Ülker, yazısında kurban ibadetinin İslam öncesi dönemlere kadar uzanan tarihsel kökenlerine değindi. Kurban kavramının farklı kültürlerde farklı şekillerde var olduğunu ancak İslam’da cinayet, şirk, israf gibi olumsuz unsurlardan arındırılarak ibadet haline getirildiğini ifade etti.
Murat Ülker, kurbanın sosyal dayanışma ve yardımlaşma ruhunu güçlendiren bir ibadet olduğunu vurguladı. Zengini paylaşmaya teşvik ederken fakirin de Allah’a şükretmesine vesile olduğunu belirtti. Ancak kurbanın sadece sosyal ve maddi yardıma indirgenemeyeceğini, dini bir vecibe olarak yerine getirilmesi gerektiğini ifade etti.

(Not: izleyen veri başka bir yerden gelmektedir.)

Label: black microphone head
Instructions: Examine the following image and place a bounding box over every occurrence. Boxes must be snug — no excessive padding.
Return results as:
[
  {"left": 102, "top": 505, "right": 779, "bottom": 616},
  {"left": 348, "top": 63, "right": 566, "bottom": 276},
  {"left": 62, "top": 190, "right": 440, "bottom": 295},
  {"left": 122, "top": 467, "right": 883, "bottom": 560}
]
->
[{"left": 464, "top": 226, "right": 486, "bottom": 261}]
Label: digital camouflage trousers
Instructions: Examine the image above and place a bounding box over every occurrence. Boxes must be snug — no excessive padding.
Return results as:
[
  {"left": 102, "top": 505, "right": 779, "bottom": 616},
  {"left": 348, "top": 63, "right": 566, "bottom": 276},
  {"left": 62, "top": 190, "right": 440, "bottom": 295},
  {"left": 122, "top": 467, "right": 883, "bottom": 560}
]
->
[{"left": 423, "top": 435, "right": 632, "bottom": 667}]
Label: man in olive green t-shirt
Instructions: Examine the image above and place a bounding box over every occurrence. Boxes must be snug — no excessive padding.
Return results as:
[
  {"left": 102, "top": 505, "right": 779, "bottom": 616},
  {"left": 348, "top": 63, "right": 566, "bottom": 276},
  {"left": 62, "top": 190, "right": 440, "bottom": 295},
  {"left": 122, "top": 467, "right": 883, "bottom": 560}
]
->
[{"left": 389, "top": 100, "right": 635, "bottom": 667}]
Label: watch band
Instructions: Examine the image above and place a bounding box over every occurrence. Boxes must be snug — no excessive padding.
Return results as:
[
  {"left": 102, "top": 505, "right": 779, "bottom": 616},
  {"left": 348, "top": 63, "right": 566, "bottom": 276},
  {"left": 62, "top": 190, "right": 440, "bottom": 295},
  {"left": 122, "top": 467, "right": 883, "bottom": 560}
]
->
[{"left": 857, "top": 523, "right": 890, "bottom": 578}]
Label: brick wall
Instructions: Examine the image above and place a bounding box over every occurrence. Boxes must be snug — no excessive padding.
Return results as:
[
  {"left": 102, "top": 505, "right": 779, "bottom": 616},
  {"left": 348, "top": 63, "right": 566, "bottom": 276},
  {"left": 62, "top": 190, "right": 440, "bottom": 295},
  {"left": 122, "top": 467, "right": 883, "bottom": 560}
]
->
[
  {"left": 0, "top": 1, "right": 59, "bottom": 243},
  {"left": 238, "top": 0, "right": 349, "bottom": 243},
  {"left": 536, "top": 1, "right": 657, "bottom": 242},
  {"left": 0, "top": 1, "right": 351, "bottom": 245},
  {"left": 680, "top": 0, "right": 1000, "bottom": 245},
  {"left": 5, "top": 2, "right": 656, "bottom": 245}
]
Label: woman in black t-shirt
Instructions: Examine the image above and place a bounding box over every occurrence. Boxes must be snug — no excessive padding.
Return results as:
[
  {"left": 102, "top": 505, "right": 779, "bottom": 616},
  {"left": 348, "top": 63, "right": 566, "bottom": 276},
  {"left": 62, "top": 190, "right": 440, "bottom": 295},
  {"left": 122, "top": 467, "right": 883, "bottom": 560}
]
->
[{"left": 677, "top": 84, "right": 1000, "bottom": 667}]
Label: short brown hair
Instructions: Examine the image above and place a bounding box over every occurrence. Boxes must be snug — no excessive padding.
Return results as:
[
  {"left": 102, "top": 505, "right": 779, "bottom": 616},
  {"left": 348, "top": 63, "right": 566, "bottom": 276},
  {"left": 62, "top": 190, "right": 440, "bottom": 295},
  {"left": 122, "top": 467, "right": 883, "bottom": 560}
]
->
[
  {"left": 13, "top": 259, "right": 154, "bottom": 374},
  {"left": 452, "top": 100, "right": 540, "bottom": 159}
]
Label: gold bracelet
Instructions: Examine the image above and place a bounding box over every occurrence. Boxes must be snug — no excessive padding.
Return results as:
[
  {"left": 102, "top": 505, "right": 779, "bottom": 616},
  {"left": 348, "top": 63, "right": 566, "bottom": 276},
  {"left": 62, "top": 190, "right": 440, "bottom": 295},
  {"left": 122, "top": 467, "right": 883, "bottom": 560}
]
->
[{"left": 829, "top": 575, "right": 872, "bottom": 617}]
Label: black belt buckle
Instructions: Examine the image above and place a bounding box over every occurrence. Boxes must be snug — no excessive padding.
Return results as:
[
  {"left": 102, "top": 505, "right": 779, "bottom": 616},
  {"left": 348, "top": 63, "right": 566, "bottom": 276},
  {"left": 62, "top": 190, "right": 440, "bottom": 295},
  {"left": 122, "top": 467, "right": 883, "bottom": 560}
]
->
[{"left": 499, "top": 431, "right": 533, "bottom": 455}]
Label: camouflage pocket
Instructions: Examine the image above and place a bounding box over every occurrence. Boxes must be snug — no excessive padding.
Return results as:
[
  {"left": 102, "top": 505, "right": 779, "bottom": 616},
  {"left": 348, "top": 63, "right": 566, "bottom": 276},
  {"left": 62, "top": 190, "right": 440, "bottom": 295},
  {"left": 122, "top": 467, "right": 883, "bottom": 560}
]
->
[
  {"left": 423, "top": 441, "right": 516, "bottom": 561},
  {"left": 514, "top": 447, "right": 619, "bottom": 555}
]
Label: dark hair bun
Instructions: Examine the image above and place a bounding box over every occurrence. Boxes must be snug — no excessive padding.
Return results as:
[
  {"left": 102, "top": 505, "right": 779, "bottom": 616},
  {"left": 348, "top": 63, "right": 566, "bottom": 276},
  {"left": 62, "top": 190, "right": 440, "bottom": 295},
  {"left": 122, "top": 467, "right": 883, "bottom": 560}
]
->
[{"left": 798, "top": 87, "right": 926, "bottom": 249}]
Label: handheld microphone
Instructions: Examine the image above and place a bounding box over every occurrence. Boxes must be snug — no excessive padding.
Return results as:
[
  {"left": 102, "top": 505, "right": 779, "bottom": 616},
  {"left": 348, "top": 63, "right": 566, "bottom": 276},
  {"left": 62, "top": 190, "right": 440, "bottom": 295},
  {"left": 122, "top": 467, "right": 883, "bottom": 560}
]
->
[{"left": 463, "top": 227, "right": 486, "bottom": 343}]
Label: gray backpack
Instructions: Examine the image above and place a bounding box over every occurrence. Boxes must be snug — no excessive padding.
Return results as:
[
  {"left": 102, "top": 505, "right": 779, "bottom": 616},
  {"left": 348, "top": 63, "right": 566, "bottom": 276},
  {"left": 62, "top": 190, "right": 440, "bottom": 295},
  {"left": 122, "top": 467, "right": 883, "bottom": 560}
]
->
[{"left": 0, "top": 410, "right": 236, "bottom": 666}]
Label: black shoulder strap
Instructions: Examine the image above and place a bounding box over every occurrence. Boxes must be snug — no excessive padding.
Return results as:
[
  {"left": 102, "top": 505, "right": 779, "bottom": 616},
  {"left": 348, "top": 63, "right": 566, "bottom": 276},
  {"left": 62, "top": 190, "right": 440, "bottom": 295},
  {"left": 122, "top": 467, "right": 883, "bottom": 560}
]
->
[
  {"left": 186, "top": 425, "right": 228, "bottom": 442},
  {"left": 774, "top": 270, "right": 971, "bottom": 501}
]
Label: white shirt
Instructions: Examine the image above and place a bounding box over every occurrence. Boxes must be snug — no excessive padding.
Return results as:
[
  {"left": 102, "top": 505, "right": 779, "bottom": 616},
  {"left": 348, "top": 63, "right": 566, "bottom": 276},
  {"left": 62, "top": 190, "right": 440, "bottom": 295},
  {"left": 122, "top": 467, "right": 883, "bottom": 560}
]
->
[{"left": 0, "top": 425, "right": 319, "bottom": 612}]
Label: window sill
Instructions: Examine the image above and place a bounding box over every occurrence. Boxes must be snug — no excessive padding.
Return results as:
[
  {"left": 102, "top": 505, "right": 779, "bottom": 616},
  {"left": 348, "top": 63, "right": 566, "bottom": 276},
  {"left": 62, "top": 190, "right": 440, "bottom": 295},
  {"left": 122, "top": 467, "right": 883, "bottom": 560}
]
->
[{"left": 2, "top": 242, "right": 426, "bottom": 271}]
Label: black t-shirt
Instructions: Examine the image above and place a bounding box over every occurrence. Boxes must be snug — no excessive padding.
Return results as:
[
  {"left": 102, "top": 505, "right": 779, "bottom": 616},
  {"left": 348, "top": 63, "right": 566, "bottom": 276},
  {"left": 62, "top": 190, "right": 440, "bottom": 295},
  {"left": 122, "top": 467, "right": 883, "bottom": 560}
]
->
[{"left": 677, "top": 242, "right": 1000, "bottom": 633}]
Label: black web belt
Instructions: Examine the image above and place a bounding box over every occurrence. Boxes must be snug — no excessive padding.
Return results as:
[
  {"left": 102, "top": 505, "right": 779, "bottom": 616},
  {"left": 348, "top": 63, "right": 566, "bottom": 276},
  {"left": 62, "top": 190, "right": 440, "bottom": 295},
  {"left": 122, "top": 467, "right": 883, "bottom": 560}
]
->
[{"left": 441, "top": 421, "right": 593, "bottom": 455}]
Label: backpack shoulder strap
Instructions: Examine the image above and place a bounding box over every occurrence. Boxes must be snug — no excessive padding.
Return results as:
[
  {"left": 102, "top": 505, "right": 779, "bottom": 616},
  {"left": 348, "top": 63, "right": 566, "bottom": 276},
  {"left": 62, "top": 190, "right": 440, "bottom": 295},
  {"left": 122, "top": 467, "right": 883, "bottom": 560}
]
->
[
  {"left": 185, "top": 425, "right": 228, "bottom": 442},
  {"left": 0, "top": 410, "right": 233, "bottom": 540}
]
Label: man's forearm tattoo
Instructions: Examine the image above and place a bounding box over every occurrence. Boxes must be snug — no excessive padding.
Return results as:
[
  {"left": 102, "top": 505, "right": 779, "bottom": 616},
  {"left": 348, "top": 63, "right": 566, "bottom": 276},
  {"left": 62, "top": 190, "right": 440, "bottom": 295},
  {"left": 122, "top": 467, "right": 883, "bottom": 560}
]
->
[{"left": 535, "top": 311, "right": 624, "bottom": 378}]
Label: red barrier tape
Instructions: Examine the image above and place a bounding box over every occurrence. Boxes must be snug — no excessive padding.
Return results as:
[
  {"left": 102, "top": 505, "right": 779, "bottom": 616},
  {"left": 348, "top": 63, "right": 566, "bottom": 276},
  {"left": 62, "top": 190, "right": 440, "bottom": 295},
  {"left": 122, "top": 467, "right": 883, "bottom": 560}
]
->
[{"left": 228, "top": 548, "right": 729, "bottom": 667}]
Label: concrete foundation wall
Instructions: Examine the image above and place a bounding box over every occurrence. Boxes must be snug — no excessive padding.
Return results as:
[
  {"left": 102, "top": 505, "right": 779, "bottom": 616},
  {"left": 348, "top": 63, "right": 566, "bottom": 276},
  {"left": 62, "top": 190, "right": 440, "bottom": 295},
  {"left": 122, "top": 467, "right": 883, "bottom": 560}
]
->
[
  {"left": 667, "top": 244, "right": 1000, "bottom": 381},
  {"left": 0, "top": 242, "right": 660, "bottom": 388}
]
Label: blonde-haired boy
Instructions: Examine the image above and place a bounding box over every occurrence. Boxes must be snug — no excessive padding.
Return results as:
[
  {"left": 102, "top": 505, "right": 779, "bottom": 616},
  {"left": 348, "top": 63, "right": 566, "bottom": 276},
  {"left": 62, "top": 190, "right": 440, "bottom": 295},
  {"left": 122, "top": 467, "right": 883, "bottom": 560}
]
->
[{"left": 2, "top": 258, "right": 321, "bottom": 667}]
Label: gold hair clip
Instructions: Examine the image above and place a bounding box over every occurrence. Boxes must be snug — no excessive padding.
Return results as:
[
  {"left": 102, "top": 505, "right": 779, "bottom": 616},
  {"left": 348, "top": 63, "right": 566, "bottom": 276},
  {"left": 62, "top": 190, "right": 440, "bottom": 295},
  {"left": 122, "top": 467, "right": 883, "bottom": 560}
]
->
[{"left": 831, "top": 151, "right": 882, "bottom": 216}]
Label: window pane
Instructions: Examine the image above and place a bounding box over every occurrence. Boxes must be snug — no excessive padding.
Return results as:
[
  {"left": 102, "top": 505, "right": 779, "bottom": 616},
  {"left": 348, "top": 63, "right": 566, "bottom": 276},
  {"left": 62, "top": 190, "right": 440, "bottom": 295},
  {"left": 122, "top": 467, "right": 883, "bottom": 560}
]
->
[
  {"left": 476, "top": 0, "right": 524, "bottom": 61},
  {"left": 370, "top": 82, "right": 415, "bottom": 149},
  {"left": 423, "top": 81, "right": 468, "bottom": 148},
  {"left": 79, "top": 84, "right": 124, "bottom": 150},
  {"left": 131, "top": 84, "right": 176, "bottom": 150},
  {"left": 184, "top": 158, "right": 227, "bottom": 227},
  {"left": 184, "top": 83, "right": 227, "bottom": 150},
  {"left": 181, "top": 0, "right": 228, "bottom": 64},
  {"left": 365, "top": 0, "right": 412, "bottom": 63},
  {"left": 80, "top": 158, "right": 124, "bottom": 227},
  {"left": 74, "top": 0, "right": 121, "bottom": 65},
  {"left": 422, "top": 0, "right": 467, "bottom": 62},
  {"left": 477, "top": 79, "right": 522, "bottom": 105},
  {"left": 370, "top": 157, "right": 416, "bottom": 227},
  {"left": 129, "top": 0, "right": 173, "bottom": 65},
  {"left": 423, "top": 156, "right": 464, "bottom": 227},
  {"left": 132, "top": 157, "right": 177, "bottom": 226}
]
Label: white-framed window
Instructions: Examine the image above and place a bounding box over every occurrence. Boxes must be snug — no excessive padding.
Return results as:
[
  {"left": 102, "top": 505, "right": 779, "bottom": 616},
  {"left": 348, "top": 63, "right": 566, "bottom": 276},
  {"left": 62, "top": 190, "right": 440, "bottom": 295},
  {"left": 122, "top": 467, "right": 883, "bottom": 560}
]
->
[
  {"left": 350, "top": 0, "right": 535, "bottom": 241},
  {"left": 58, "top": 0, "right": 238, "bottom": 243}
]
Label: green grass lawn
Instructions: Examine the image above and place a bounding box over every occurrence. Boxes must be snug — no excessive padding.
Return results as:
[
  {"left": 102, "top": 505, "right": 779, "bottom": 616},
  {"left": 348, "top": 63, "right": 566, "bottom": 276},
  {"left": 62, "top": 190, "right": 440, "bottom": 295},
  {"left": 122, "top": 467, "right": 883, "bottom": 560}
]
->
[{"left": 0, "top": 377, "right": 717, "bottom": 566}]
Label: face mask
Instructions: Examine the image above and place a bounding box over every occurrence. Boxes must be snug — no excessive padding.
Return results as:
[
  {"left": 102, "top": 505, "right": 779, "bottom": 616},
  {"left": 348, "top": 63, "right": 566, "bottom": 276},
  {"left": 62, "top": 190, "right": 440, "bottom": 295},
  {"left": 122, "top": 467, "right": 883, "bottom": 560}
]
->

Ülker, kurbanın kimler tarafından ve hangi şartlarda kesilmesi gerektiği konusunda İslam bilginleri arasında farklı görüşlerin olduğunu belirtti. Ancak bu farklılıkların dinde rahmet olarak görüldüğünü ve kolaylıklar sağladığını ifade etti.
Murat Ülker, yazısında kendi yaşadığı geleneklerden örnekler vererek kurban kesme sürecindeki özen ve hassasiyeti anlattı. Hayvanın seçimi, bakımı, kesimi ve etinin paylaşılması aşamalarındaki dini vecibelere dikkat çekti.
Ülker, günümüzde kurban ibadetinin özünden uzaklaşarak sadece “kan akıtmak” şeklinde algılandığını eleştirdi. Sadaka verme, bağış yapma gibi eylemlerin kurbanın yerine geçemeyeceğini vurguladı. Ayrıca, yereldeki ihtiyaç sahipleri dururken başka yerlerde vekaletle kurban kesilmesinin de doğru olmadığını belirtti.